Nun the wiser
Two Dominican nuns dressed in white tunics and black cappas ride bicycles toward the Convento di Santa Maria Novella. The first, a newcomer to Florence, looks around in wonder and tries to imagine the city as it would have been during the Renaissance. She sighs and says to her more seasoned companion: “You know, I don’t think I’ve ever come this way before.”
She imagines the bells ringing on sex workers’ hats. Merchants exuberantly calling out their wares in the busy marketplace: “Pesce fresco!” “Pane caldo!” Minstrels playing soft, melodic tunes on lutes and mandolins. The clop-clop of horses pulling carts and carriages through bustling streets over cobblestones. The rhythmic clang of hammer on metal in the workshops of blacksmiths and armourers. Rushed prayers.

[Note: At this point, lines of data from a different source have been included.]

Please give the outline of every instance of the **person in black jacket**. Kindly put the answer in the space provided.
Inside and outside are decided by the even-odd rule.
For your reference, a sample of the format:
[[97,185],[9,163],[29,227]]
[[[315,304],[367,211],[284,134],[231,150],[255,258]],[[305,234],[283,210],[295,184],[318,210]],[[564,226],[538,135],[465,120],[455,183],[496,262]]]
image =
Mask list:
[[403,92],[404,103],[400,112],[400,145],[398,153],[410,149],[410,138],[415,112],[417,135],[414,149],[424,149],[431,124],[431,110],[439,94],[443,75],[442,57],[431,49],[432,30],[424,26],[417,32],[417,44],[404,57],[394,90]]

Slow gossip. The animated debates of humanists, poets and philosophers in the gardens and courts of the Pitti Palace. The soft, swishing movements of nobles and courtiers showily adorned in velvet and silk at the Palazzo Vecchio. The call of the public executioner. The hushed murmur of Renaissance nuns inside their cells at night.
Her riding companion piously replies: “You’ll get used to it, pet. It’s the cobblestones.”
Begs the question how many ways can a nun come?